I just realised last night that once I finish work this week I'm finished for the year. I'd booked next week off for iresprite's visit to Ireland (and since I'm in hospital for a chunk of that time, I may well be getting those days back again) and I'm off recovering for several weeks after that date. So friday is my last day of work this year. So when I meet iresprite in the airport, chances are I'm going to be in one of the best moods of my entire life.

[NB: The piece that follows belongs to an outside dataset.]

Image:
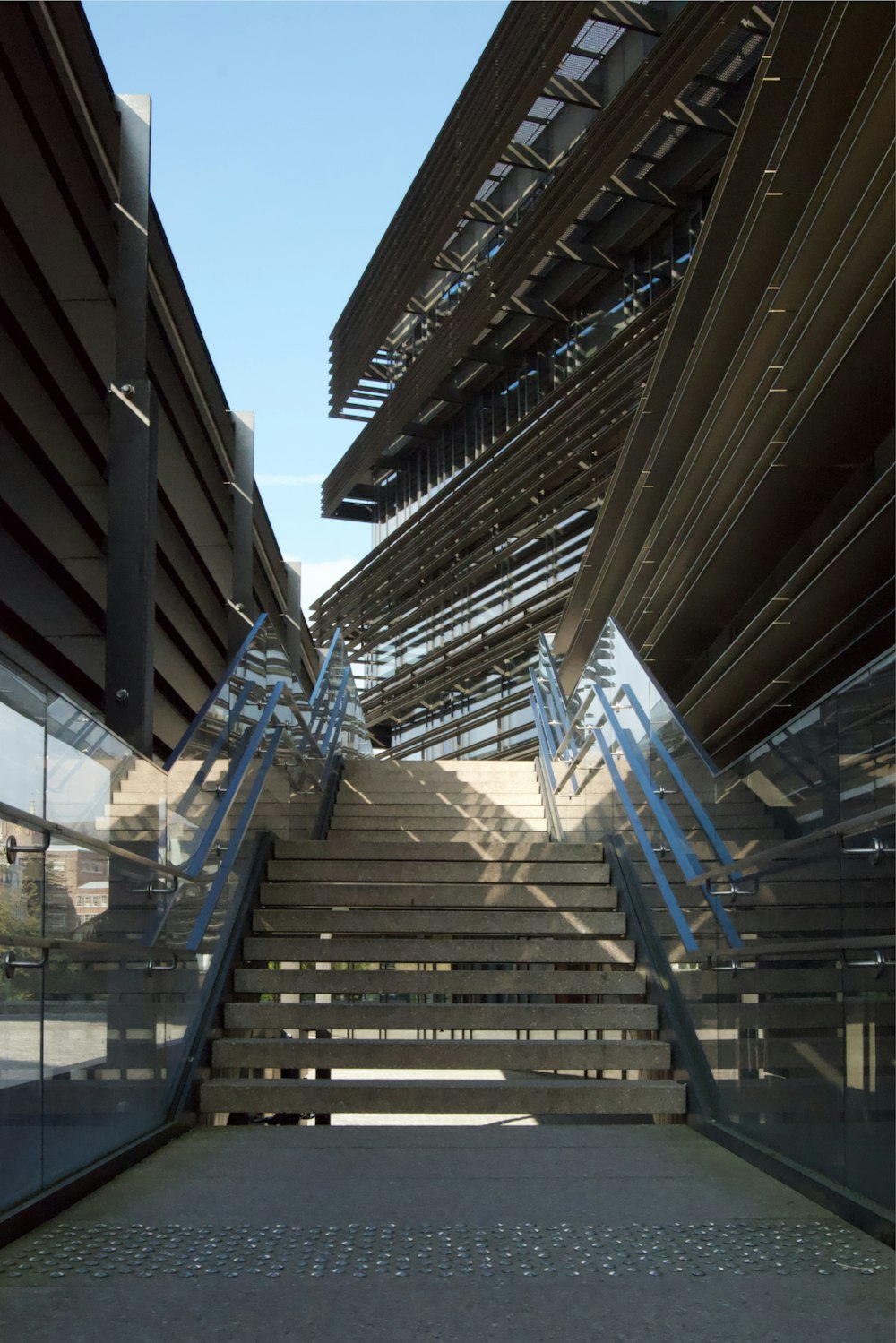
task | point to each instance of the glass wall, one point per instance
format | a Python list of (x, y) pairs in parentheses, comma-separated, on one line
[(797, 1023), (118, 884)]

Note to self: get that welcome sign made.
I don't mind telling you though, I'm beginning to freak out a *little* bit. I'm avoiding reading the statistics regarding the number of people in my age bracket who smoke and the odds that they die or go into a coma as a result of the general anaesthetic and I also know full well that I'm going to be in a lot of pain for several days after the operation - sort of inevitable given that they're going to be going through an area that tends to move a lot whenever you use your face. It also occurs to me that I have to go do ALL my shopping before I go into the hospital because I'm going to be in no condition or mood to do it after I come out. Thats christmas presents, groceries for a week and a bit and medical supplies like cotton wool, disinfectant, gauze and whatnot.
The upside to all this is that boredom tends to stimulate one's creative side, though inevitably this manifests itself less as something productive and more like the kind of bad science that leads to noodle related intestinal distress. If I'm to be honest, cartographer is probably going to suffer the brunt of this because she's most likely going to be the one to discover that I thought it would be funny to fill every cupboard in the kitchen with packing foam, or to hollow out all her food and replace the middle with jam. I doubt I'll ever be bored enough to learn how to use Mac OS though, so her computer at least is safe.
While I think of it, if anyone has any decent dictation software I could get a copy of, I'd be eternally grateful, I'm not going to have the ability to focus enough on a screen to type or use the PC for any length of time for a while and I wouldn't mind getting some writing of some description done as a means of staving off jam food madness.
Edit: Its worth mentioning that a month of free time practically *guarantees* that at some point I'm going to start wondering what I'd look like without my beard and moustache.